Recon 2022

Beyond AlphaGolang: Automated hunting based on reversing Go binaries
06-04, 11:30–12:00 (US/Eastern), Grand Salon

Reverse engineering Golang was considered a nightmare. Over time, our understanding of Go has evolved and it turns out that with the right tooling, Go may be one of the easiest languages to reverse engineer. We released AlphaGolang as a way to tackle reversing Go binaries, recovering as much information as possible and surfacing user generated code. Where do we go from here? How about using the understanding we can glean from Go malware to automate hunting and clustering?


We released a project called AlphaGolang – a series of IDAPython scripts to automatically reconstruct IDBs and recover as much information as possible from Go malware. This talk will first showcase was AlphaGolang can do for reverse engineers, then we'll take it a step further by introducing new forms of hunting based on the information that AlphaGolang programmatically derives. That includes automated generation of code similarity rules that avoid Go's abundance of boilerplate code, auto-generating YARA rules with no false-positives (based on relinking of strings to user-generated functions), and profiling for development environments to find malware created by the same developer (with their chosen development environment).

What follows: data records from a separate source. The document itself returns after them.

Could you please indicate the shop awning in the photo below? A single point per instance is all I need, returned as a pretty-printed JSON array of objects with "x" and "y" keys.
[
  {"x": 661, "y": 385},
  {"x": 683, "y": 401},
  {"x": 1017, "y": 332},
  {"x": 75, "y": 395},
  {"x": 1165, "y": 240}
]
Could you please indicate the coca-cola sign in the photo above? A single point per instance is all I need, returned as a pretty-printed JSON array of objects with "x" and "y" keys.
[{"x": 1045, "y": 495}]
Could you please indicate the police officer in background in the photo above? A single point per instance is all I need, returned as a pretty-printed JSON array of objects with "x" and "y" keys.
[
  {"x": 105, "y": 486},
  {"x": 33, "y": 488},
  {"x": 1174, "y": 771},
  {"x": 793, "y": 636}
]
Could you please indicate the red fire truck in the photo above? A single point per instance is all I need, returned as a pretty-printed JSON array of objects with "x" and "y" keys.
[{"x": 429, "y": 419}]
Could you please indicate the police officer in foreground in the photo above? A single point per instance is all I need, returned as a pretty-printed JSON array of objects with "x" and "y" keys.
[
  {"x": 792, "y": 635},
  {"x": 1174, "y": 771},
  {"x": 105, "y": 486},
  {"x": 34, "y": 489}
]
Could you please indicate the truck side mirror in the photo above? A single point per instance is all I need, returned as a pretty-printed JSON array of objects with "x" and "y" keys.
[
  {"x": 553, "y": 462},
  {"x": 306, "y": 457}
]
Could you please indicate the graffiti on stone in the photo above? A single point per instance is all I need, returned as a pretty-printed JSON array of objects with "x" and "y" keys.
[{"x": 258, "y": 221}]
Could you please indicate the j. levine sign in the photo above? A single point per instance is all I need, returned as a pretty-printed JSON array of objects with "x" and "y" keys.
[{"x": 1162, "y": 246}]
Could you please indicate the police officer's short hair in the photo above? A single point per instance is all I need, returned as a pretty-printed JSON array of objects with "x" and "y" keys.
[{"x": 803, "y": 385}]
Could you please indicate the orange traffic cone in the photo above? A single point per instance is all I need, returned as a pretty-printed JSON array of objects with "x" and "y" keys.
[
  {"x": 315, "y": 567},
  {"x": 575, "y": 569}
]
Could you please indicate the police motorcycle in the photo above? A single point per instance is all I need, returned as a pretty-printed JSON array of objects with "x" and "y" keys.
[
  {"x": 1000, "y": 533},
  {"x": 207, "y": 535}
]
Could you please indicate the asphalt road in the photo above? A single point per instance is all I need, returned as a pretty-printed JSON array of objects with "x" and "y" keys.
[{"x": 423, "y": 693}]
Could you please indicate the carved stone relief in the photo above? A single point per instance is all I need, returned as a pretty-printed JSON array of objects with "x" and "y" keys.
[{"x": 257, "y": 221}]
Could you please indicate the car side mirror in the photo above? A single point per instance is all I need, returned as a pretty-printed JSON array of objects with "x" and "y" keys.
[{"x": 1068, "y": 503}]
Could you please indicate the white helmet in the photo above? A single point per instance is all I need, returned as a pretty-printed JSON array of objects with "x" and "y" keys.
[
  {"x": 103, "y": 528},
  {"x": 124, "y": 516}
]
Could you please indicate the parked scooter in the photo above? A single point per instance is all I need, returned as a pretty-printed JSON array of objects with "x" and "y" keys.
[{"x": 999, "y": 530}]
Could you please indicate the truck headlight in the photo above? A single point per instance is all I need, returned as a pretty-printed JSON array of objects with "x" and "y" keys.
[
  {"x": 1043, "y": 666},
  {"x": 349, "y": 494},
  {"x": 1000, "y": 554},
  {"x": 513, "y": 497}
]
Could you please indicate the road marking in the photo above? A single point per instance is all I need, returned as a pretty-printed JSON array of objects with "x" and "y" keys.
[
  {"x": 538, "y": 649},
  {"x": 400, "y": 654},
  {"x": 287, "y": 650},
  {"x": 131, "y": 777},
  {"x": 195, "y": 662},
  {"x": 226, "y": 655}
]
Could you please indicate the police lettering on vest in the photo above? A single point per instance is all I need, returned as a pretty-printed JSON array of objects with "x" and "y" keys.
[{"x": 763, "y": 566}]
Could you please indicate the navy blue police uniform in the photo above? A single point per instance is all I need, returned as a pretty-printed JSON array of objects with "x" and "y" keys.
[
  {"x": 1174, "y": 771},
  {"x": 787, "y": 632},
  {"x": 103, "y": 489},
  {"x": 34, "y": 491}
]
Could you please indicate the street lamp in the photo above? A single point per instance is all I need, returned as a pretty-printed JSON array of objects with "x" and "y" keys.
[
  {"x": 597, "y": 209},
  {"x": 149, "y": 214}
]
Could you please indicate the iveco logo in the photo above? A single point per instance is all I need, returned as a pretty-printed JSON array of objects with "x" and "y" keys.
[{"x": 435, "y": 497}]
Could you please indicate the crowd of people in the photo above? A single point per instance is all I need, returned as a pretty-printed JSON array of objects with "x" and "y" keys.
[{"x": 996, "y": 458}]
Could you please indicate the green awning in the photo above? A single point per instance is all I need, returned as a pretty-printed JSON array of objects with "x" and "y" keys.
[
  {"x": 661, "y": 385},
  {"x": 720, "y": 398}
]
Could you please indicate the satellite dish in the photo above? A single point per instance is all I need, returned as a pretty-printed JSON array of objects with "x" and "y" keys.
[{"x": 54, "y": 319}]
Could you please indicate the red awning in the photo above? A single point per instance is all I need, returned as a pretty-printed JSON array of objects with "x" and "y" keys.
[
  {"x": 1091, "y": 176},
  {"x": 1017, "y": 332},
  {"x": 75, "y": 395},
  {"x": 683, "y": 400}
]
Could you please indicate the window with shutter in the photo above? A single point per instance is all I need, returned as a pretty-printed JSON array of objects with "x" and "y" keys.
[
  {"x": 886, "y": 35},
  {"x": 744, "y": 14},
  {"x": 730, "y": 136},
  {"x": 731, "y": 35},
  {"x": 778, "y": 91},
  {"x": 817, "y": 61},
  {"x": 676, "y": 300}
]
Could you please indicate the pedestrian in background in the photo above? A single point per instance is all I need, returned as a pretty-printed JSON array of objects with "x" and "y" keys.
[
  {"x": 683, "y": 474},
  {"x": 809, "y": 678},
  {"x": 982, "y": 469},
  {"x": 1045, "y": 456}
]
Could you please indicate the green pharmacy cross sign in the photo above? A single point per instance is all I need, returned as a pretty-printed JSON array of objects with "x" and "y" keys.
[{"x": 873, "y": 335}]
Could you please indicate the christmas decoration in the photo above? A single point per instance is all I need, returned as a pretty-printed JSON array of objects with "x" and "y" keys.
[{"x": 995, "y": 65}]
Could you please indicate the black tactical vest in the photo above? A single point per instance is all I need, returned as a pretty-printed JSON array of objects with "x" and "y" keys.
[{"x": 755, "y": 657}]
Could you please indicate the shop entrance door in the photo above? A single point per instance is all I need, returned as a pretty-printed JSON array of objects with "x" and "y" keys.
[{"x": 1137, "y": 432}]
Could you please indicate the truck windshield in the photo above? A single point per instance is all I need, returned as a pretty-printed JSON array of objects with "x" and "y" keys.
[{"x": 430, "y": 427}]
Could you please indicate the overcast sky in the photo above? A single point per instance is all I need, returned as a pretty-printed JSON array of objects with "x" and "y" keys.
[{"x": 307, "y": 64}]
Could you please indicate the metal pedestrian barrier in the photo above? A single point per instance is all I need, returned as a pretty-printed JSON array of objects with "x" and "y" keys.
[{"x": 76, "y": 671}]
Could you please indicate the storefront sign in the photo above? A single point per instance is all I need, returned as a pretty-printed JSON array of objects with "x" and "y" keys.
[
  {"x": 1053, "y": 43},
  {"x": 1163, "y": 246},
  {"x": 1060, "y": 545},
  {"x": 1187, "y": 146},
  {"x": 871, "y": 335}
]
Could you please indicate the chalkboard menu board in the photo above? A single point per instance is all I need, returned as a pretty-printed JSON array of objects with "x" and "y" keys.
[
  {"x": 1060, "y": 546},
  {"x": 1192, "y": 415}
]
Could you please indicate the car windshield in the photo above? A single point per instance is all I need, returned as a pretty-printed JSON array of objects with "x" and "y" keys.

While people may think that reversing Go sucks, in reality it may be one of the most rewarding languages to reverse engineer and we are going to showcase its unique advantages.

See also: Video (743.3 MB)

Juan Andrés is a Principal Threat Researcher at SentinelOne and an Adjunct Professor of Strategic Studies at Johns Hopkins School of Advanced International Studies (SAIS). Juan Andrés was Chronicle Security’s Research Tsar, founding researcher of the Uppercase team. Prior to joining Chronicle, he was Principal Security Researcher at Kaspersky’s GReAT team focusing on targeted attacks and worked as Senior Cybersecurity and National Security Advisor to the Government of Ecuador. His joint work on Moonlight Maze is now featured in the International Spy Museum’s permanent exhibit in Washington, DC.